27 November, 15:00-17:00

Faros, Temahuset

The Green Room

Naming without Claiming? Feminist citational practice in the Environmental Humanities

From the nature/culture binary to the notion of situated knowledges, feminist conceptual labours are arguably foundational to contemporary environmental humanities scholarship. Yet, while names like Donna Haraway and Val Plumwood may make their way into bibliographies, most field-defining texts in environmental humanities do not consider how the feminism of such thinkers is integral to their concepts. Based on research conducted with former Seed Box Postdoctoral Fellow Jennifer Mae Hamilton, this talk considers the stakes of naming feminist figures without claiming their feminist commitments in the process of field formation; it concludes by suggesting how an explicitly feminist environmental humanities might be enacted.

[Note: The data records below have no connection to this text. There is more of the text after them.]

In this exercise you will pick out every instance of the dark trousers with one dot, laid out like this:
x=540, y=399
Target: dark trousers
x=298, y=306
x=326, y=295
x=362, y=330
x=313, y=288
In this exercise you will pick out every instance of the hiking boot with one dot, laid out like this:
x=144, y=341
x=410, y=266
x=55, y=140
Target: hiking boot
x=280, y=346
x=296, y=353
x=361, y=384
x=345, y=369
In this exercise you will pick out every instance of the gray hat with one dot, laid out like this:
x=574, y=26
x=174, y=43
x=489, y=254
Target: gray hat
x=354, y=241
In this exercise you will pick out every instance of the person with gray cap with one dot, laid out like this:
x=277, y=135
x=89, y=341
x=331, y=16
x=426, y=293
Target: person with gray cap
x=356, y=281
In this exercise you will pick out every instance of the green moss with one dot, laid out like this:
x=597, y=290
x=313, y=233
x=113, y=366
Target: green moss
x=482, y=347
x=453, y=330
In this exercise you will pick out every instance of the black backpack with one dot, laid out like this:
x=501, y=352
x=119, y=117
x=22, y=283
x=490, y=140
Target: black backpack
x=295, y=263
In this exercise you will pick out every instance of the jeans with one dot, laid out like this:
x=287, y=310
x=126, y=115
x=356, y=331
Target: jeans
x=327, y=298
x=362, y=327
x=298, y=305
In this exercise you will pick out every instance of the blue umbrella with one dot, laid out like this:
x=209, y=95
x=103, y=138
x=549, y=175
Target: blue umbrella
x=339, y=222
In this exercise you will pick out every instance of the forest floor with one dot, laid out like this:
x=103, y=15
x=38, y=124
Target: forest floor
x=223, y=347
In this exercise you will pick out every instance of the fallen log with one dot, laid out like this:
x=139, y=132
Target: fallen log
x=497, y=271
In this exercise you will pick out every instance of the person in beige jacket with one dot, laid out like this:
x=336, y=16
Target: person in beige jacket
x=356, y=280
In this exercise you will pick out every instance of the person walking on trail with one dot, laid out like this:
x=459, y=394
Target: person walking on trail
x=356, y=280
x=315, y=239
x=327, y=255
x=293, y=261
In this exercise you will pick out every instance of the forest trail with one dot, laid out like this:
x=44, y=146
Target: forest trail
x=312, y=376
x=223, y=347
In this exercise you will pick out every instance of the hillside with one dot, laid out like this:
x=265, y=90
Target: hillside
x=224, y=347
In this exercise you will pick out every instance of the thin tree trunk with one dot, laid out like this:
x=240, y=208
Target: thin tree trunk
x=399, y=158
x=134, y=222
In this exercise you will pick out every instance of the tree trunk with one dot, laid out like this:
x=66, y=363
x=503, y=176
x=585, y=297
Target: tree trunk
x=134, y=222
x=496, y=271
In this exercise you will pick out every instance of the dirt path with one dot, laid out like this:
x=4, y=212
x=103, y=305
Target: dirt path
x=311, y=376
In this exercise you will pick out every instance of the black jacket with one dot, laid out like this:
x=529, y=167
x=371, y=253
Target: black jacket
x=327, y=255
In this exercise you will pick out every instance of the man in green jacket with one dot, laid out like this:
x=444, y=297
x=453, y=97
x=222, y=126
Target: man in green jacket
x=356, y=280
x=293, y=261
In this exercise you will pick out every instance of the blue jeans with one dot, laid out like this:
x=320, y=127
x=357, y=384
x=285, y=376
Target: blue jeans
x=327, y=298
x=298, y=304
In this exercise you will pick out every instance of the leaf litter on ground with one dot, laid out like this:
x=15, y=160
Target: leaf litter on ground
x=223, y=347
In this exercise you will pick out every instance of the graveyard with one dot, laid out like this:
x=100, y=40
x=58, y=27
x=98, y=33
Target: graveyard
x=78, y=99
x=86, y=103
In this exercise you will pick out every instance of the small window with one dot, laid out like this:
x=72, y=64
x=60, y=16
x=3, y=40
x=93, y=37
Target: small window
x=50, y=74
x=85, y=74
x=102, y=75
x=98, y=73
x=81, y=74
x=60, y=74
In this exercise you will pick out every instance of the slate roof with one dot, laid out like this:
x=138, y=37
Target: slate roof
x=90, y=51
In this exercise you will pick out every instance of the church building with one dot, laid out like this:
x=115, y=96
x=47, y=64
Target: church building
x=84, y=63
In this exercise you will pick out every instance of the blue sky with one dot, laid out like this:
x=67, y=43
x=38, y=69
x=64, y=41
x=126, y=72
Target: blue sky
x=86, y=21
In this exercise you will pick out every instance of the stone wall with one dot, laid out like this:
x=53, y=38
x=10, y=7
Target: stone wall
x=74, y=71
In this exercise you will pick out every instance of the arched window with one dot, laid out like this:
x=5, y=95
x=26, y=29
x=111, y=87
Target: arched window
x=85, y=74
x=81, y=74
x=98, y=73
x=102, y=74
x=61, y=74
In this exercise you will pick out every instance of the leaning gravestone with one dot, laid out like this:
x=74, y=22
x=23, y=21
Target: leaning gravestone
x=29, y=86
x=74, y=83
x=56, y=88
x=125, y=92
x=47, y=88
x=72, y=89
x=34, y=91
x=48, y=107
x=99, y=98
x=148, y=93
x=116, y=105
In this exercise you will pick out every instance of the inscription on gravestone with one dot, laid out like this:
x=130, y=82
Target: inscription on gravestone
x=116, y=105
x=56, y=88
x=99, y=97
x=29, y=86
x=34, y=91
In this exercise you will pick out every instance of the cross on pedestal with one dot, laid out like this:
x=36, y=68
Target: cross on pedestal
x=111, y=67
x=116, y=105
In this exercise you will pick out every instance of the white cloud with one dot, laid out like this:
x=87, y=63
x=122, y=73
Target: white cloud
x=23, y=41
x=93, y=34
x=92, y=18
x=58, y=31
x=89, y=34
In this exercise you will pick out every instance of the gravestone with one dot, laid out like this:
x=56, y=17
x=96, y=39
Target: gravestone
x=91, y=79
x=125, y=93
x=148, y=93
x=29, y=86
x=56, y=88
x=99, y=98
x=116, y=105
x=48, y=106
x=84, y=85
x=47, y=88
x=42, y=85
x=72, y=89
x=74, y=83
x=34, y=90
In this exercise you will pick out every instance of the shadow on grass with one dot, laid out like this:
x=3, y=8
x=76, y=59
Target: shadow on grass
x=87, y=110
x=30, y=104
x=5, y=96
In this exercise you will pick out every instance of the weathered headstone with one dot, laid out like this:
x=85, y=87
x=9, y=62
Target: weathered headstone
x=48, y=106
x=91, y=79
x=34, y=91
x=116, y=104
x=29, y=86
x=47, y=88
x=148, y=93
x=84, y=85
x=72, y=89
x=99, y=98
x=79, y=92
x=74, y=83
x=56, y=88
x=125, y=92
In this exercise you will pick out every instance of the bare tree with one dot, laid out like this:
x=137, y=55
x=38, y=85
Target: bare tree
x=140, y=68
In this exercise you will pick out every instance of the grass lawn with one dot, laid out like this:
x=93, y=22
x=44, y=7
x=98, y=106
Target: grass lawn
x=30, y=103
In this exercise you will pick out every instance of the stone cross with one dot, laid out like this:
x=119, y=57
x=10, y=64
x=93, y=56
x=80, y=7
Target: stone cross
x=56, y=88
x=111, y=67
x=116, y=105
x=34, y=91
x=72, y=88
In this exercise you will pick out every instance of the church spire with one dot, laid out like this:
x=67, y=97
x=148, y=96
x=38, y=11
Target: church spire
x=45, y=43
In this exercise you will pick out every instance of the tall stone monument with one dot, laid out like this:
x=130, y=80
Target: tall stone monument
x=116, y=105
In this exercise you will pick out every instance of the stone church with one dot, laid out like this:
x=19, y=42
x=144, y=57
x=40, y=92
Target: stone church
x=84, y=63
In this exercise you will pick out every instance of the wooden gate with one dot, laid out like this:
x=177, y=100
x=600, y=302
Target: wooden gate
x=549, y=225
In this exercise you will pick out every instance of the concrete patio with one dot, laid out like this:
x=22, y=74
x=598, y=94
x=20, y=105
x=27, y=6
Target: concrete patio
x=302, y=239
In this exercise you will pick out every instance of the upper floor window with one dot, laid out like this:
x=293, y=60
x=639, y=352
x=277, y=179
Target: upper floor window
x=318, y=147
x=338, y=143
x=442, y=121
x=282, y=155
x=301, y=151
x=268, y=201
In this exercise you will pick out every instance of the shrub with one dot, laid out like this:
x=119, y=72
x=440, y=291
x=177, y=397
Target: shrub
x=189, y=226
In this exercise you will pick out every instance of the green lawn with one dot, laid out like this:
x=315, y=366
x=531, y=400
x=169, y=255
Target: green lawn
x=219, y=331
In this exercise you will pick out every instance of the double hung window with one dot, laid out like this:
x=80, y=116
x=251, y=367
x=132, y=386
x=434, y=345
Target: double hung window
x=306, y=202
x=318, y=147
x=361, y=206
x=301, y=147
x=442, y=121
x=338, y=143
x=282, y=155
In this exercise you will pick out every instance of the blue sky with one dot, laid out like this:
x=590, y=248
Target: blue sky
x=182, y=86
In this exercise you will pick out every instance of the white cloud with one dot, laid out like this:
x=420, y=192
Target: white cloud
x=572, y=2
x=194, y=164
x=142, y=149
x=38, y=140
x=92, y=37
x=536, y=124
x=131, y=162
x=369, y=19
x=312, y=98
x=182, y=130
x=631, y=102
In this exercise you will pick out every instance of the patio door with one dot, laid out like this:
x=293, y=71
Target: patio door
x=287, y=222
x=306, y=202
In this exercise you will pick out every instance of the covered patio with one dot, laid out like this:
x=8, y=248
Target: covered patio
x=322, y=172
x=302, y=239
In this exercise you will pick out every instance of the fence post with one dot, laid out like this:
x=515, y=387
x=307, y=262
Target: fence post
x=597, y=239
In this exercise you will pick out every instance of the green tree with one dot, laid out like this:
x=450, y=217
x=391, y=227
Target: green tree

ASTRIDA NEIMANIS writes mostly about bodies, water and weather, in an intersectional feminist mode. She is co-author with Jennifer Mae Hamilton of the piece ‘Weathering‘ in Feminist Review‘s themed issue on Environment. Her most recent monograph is Bodies of Water: Posthuman Feminist Phenomenology (London and New York: Bloomsbury Academic, 2017). She is also Associate Editor of the journal Environmental Humanities, and scientific director with The Seed Box: Environmental Humanities Collaboratory based in Linköping University, Sweden. Currently, Astrida is Senior Lecturer in the Department of Gender and Cultural Studies at the University of Sydney, on Gadigal land, in Australia.